Nov 19, 2015 01:32 AM EST
Bullies are the last people we would think to be a victim, but it is not unknown that bullies have their own battles as with the bullied. Psychologist have long deciphered the results of years of studies that people who become bullies have their own issues and that some of their outlets are aggression and deflecting it to others.
However, a study in New York gave us a new outlook on the children who tend to bully. Out of this study the researchers concluded that these children have bigger tendencies to have eating disorders.

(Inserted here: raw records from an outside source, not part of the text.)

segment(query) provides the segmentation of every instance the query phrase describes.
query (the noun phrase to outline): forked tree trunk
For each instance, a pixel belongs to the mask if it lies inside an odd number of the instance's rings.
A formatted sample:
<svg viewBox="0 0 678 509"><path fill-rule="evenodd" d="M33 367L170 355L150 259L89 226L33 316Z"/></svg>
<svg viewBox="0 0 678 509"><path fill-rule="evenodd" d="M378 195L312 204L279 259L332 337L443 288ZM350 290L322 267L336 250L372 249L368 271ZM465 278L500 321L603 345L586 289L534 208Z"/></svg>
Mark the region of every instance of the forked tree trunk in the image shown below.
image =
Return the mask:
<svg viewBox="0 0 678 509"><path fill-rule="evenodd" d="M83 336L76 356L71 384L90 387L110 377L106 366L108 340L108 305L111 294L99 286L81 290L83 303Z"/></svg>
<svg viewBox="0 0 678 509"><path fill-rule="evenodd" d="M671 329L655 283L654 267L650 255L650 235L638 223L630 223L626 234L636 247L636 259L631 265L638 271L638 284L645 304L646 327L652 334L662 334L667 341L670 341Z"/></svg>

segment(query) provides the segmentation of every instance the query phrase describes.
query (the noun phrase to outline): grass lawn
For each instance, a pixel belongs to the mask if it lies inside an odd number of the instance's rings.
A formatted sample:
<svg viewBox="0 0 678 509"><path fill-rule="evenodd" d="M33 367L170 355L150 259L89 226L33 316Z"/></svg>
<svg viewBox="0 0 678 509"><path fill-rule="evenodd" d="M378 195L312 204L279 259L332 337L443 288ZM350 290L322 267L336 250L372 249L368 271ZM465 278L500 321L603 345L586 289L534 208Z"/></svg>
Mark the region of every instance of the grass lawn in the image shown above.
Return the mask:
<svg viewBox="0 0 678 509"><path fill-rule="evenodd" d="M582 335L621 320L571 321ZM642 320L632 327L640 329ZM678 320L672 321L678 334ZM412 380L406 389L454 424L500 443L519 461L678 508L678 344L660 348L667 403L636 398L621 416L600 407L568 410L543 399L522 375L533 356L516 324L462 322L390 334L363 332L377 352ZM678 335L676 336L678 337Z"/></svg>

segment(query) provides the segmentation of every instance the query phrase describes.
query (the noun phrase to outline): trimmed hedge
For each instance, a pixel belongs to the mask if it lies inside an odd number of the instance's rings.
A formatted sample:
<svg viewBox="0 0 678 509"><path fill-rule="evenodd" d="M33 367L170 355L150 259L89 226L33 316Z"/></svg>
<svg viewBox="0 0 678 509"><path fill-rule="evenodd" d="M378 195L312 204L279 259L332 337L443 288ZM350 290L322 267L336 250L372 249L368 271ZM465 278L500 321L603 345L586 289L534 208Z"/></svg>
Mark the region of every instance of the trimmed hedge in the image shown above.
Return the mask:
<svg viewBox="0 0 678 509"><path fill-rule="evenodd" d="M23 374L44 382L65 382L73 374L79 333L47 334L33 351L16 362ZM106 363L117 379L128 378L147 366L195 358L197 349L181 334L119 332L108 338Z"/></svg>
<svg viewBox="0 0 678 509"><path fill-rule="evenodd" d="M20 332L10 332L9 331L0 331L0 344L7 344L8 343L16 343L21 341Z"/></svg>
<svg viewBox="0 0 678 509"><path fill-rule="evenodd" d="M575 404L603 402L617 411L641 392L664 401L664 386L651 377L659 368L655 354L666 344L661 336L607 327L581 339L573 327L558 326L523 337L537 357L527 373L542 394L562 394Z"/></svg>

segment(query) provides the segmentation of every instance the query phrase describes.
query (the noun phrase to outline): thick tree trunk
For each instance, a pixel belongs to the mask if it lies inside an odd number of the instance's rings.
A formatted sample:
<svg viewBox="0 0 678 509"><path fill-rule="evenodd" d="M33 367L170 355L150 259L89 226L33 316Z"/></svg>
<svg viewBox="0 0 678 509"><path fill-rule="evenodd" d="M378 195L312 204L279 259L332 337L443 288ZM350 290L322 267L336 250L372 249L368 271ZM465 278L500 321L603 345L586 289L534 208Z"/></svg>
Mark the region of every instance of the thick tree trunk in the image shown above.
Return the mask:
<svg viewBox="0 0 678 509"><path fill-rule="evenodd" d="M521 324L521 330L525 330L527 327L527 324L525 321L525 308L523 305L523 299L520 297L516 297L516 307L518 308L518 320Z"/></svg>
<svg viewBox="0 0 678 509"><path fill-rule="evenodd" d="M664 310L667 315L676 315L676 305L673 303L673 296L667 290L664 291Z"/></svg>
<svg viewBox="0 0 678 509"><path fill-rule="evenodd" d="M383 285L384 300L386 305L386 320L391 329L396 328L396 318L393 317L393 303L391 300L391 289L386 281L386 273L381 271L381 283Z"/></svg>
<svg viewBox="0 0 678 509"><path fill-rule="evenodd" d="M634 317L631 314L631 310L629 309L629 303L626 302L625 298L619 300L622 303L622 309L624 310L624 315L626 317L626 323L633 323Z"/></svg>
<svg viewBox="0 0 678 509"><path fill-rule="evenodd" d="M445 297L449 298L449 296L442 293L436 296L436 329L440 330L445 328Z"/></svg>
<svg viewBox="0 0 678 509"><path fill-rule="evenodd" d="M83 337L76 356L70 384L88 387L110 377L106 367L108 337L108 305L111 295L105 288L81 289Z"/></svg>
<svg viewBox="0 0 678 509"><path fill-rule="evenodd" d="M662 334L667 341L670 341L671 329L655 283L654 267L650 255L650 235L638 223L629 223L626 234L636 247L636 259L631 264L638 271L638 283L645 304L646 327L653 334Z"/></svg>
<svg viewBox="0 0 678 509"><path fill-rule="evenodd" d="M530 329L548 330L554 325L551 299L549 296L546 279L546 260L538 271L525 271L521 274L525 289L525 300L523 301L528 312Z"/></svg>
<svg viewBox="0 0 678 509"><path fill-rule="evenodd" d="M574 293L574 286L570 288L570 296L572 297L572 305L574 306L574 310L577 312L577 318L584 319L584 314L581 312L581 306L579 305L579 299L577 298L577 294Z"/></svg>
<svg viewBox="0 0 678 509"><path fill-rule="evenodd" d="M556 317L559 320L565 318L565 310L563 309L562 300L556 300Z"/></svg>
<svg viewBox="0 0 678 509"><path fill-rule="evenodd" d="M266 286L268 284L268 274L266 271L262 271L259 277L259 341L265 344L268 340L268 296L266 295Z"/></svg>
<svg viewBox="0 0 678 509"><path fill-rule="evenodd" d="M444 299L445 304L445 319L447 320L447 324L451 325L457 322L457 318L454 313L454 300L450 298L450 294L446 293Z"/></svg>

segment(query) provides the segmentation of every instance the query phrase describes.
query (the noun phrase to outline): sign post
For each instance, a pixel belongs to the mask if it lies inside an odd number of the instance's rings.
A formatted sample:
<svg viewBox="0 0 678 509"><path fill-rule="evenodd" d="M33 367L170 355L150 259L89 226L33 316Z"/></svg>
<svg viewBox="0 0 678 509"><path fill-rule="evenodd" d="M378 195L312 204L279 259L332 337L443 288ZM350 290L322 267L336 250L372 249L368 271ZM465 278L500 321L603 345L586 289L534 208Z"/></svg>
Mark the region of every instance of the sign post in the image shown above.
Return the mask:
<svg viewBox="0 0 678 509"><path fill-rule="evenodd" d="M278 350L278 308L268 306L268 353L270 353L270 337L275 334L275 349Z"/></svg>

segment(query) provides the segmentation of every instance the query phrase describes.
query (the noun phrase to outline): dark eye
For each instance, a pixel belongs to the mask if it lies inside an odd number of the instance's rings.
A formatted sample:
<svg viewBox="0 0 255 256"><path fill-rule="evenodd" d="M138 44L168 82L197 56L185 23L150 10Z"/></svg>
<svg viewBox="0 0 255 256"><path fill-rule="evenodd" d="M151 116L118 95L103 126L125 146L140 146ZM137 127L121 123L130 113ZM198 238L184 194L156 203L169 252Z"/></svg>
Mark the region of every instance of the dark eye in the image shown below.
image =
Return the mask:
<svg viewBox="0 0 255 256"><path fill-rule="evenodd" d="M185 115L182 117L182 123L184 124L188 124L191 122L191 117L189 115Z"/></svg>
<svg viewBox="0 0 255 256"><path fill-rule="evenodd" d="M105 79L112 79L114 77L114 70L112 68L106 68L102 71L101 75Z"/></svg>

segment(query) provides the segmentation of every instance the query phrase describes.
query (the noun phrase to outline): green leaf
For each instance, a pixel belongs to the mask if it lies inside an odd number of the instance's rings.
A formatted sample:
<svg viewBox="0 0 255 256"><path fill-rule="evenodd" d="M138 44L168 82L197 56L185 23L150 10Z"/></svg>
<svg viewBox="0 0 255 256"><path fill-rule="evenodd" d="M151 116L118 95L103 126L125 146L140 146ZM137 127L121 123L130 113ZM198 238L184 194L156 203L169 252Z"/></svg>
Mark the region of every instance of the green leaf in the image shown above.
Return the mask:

The study was published on an issue of "International Journal of Eating Disorders" by the combined efforts of the Duke Medicine and the University Of North Carolina School Of Medicine.
William Copeland from Duke University School of Medicine, the lead author, said, "For a long time, there is been this story about bullies that they are a little more hale and hearty, maybe they are good at manipulating social situations or getting out of trouble, but in this one area it seems that is not the case at all," the research surveyed 1,420 children were divided into four groups: the bullies, the bullied, the occasionally bullied and the not bullied at all.
Those who have cases of bullying have been observed and said to have twice the risk of having eating disorders such as bulimia, binge eating and anorexia than those who have been bullied. The study showed many finding such as the eating disorders may result from the guilt and resentment of their actions, which lead to either binge eating and purging or strenuous physical activities or exercise. Both the bully and the bullied are receptive of eating disorders. It showed all of those who are involved in bullying have 22.8 against the 5.6 percent of those who are not involved at all.
More so, though, all these have long-term effects on the children - a part of them eventually go through and succeed from this. "We want to do a better job of understanding why some people are able to experience the same things as others and be able to get through them without the same consequences. We really need to understand the resilience in those who have been bullied. That can help us determine the children who are going to need the most attention, and how we can promote those traits in others to increase their resilience," Copeland added.